Python-style coroutines in C

One of the patterns that came up a lot in a project I worked on
recently is state machines that parse "finitely nested" data

What I mean is that in order to parse data structures with unlimited
nesting, one generally needs a "task", i.e. something with an
execution (nesting) stack, i.e. a recursive decent parser.

However, in practice, many data structures have a finite structure,
i.e. lists of lists of things.  Those do not need a stack, just a
(finite collection of) state variable(s).

( From the human-understanding p.o.v. it surprises me that I've never
  seen this clear enough until recently.  Maybe my bias is too much
  towards arbitrary nesting depths, i.e. programming langauges? )

So what's the problem?

Suppose you're writing a parser for a nested data structure that needs
to be suspended, i.e. the data is not available all at once, but only
in small chunks.

Traditionally, there are 2 ways to do this in C:

  - Use a thread.
  - Use an explicitly coded state machine.

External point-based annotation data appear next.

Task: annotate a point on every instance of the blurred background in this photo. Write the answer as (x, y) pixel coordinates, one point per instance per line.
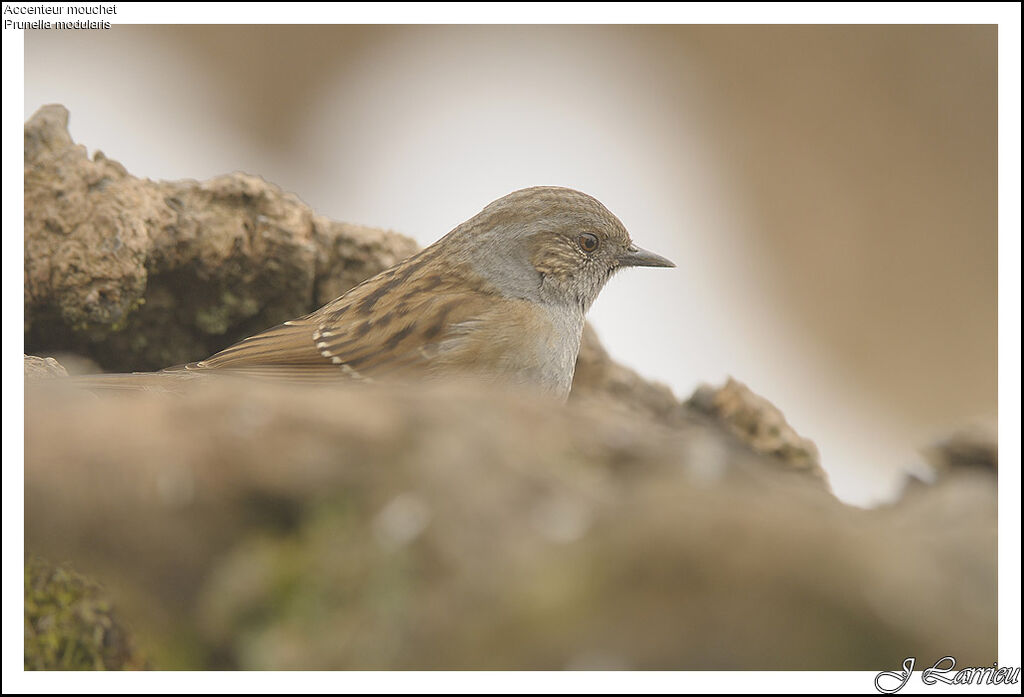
(827, 192)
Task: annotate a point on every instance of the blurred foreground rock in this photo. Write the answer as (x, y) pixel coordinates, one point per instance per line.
(350, 526)
(70, 623)
(258, 525)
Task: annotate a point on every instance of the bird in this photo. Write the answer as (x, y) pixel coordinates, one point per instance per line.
(502, 297)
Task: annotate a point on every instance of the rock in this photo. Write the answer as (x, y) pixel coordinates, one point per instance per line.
(430, 526)
(70, 623)
(139, 275)
(760, 425)
(449, 526)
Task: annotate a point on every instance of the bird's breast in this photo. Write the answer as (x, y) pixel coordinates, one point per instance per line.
(525, 343)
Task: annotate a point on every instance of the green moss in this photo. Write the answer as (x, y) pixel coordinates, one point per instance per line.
(70, 624)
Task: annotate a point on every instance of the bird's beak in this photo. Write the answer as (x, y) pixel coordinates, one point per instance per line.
(634, 256)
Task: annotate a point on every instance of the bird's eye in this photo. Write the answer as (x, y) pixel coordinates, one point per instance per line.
(588, 242)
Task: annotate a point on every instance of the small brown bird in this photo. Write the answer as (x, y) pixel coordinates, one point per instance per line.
(503, 296)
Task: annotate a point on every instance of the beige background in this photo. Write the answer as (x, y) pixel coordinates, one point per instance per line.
(828, 192)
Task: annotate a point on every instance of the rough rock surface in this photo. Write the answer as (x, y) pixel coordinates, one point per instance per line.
(139, 274)
(351, 526)
(256, 525)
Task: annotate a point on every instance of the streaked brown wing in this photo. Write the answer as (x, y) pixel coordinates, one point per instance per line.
(398, 320)
(288, 344)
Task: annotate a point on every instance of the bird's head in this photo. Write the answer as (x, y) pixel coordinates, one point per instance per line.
(549, 244)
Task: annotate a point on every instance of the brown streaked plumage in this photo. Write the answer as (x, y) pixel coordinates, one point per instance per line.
(502, 296)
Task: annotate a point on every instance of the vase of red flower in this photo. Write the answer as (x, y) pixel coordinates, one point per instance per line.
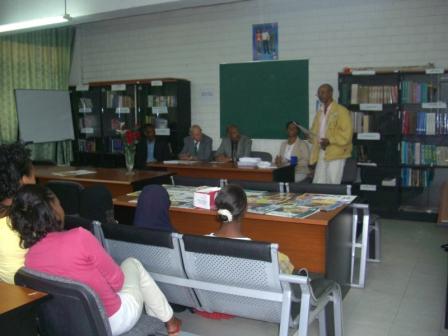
(130, 140)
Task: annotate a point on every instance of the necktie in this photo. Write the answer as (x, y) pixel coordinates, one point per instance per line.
(196, 145)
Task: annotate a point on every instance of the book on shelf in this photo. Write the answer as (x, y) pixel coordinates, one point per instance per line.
(416, 177)
(362, 122)
(85, 105)
(117, 100)
(416, 92)
(369, 94)
(424, 123)
(389, 182)
(116, 124)
(162, 101)
(416, 153)
(87, 146)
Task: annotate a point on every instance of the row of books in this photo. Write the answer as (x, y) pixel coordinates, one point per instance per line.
(416, 153)
(85, 103)
(362, 123)
(416, 177)
(414, 92)
(426, 123)
(158, 101)
(368, 94)
(88, 146)
(114, 100)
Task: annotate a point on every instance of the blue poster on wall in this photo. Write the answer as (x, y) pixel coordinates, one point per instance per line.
(265, 41)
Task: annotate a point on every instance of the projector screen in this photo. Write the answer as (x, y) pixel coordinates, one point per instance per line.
(44, 115)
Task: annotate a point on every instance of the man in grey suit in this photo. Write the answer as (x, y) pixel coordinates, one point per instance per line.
(234, 146)
(197, 146)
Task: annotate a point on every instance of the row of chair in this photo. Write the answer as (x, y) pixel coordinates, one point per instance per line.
(213, 274)
(78, 201)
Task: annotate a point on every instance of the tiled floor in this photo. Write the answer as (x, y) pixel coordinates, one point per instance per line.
(404, 294)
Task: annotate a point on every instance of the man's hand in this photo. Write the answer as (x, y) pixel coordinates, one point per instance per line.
(324, 142)
(278, 160)
(223, 158)
(185, 157)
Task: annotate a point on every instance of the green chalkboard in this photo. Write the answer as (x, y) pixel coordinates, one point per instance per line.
(261, 97)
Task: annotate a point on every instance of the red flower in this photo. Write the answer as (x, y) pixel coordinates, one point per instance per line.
(131, 137)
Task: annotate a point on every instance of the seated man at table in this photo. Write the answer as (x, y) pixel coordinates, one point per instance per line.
(197, 146)
(150, 148)
(234, 146)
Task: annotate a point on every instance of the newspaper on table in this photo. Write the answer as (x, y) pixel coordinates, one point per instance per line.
(293, 211)
(324, 202)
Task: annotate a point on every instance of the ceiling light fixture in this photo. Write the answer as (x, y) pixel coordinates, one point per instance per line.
(36, 22)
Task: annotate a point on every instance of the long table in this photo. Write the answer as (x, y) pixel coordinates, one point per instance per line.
(17, 310)
(321, 242)
(229, 171)
(117, 180)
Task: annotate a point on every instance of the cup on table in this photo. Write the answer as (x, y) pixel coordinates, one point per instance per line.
(293, 160)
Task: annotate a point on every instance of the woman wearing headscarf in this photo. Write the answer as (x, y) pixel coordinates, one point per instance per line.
(153, 209)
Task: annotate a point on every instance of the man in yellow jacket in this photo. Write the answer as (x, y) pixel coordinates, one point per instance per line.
(332, 138)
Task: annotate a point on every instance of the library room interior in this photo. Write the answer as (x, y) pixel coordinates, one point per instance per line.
(224, 167)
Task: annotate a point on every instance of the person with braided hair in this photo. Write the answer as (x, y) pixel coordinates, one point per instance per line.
(16, 169)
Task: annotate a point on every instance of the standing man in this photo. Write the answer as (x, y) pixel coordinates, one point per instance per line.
(197, 146)
(332, 140)
(150, 148)
(234, 146)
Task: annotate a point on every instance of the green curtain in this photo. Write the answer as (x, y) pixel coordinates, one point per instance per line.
(34, 60)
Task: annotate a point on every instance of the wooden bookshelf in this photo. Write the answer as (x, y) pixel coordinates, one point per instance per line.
(99, 108)
(401, 124)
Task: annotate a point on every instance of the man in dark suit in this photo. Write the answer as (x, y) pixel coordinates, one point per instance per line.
(197, 146)
(150, 148)
(234, 146)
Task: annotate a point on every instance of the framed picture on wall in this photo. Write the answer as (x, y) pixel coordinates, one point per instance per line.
(265, 41)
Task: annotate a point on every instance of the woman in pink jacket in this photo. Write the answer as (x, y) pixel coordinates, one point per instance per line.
(76, 254)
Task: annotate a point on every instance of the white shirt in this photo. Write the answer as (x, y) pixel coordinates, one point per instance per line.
(323, 121)
(288, 151)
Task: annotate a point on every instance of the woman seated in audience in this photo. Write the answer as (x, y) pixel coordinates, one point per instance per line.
(76, 254)
(231, 203)
(153, 209)
(294, 147)
(16, 169)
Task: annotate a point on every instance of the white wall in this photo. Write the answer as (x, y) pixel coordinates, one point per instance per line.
(192, 43)
(82, 11)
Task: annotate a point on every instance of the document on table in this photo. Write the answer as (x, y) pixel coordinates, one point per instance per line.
(74, 172)
(307, 132)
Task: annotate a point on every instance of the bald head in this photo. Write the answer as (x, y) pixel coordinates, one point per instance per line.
(233, 133)
(196, 132)
(325, 94)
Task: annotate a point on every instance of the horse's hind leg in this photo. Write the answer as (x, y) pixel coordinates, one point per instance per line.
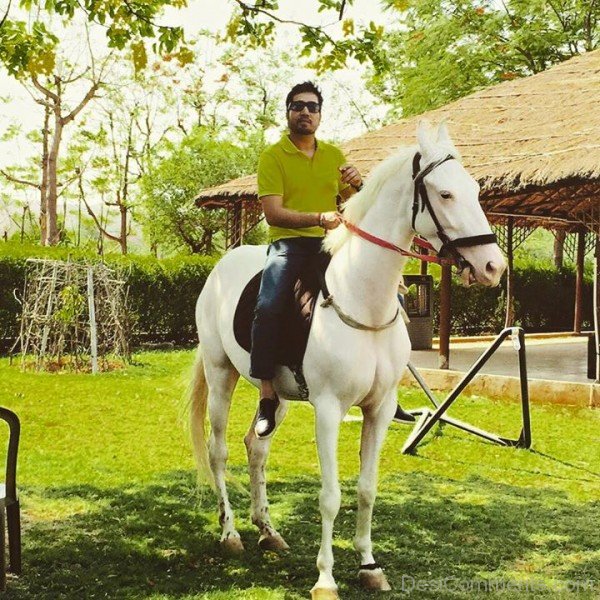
(258, 452)
(375, 426)
(221, 378)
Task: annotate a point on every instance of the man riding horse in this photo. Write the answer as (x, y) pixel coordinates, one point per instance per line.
(299, 179)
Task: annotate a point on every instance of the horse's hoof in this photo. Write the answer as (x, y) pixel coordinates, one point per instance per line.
(323, 594)
(274, 543)
(233, 545)
(373, 580)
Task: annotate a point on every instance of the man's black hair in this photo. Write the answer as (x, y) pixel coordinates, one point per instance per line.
(299, 88)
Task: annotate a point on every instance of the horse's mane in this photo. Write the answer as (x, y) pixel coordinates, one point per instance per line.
(357, 206)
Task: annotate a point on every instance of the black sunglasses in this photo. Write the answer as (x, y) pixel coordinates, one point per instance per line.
(299, 105)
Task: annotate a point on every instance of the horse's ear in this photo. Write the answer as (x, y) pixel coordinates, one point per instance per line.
(443, 136)
(425, 138)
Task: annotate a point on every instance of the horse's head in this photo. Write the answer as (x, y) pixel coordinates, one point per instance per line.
(447, 212)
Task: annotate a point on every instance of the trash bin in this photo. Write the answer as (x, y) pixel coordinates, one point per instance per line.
(417, 304)
(591, 356)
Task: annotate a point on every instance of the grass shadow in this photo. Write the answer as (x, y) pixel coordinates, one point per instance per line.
(155, 541)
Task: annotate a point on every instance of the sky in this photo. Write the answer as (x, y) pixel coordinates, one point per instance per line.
(214, 15)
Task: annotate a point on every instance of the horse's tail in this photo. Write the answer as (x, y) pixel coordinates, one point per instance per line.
(197, 403)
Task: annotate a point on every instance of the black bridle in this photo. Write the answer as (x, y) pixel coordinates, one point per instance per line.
(449, 247)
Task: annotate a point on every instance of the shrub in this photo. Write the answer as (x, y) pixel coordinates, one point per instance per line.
(162, 293)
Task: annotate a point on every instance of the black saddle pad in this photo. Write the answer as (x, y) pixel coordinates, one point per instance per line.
(295, 323)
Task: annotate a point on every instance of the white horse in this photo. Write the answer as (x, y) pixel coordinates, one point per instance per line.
(343, 366)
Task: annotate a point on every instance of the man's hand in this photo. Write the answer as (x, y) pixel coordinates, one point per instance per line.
(351, 175)
(330, 220)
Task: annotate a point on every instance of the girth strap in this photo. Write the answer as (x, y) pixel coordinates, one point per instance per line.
(347, 319)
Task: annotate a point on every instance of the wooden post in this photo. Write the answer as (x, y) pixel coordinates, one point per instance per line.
(445, 283)
(510, 305)
(597, 305)
(424, 263)
(578, 316)
(236, 224)
(92, 312)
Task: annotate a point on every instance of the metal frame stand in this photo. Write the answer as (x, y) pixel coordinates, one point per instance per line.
(428, 418)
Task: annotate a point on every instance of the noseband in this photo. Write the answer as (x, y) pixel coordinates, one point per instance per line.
(421, 199)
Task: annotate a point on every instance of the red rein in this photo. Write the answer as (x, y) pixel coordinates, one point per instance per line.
(384, 244)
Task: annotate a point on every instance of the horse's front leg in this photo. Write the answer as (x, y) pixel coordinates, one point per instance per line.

As long as there is a possibility to use a blocking mechanism such as
a pipe, a thread might be the best solution.  However, it is a bit
overkill, since we really do not need a full stack

Granted, there is no such thing as a "full stack" in C : each thread
is always just a state machine because the stacks are always finite.
But the point is about program structure, i.e. what can we do when we
know exactly the nesting dept at compile time?

So, we'd like to use a state machine.

Trouble with state machines is that they are hard to code, because
they often look like "manually inverted, nested for loops".

However, this "inversion" can be done automatically.

This is what most "coroutine" libraries in C are about: clever tricks
to "jump into the body of a function".

So what is the transformation?

- Move all the state variables into an object (i.e. no local
  variables!  either static variables or an explicit context struct)

- Abstract the "blocking points", i.e. the part around the "read"
  functions as a sequence:
  - save state
  - return to "OS"

- The "OS" then performs the read, i.e. stores memory into a buffer,
  or performs an externally blocking operation, and calls the function
  again with a block point.

Something like this:

struct vars {
    /* Continuation */
    void *buf;
    void size;
    void **next;

    /* Program variable context */
    int i, i_max;
    int j, j_max;

void parse(struct vars *x) {
    if (x->next) goto *(x->next);
    x->buf  = &x->i_max;
    x->size = sizeof(x->imax);
    x->next = &&read_1;
    for (x->i = 0; x->i_max; x->i++) {
        for (x->j = 0; x->j_max; x->j++) {
        // ...

The lucky thing is that the storage of the next state as a computed
goto is immediately followed by the label.  This means that no special
tricks are necessary to use the limited C preprocessor to generate the
following "call sequence"

          x->buf  = &buf;
          x->size = sizeof(buf);
          x->next = &&resume_point;

The __COUNTER__ token can be used to generate the labels.

Ok, so I've implemented it and put it online[1].

First comment I get is: "Tricky, powerful & dangerous." :)

Some people really don't like this.  Preferring "stupid" code to make
maintainability easier.  Fair point.  Still a neat hack though, if
used with the appropriate caution.

[1] http://zwizwa.be/git/shaco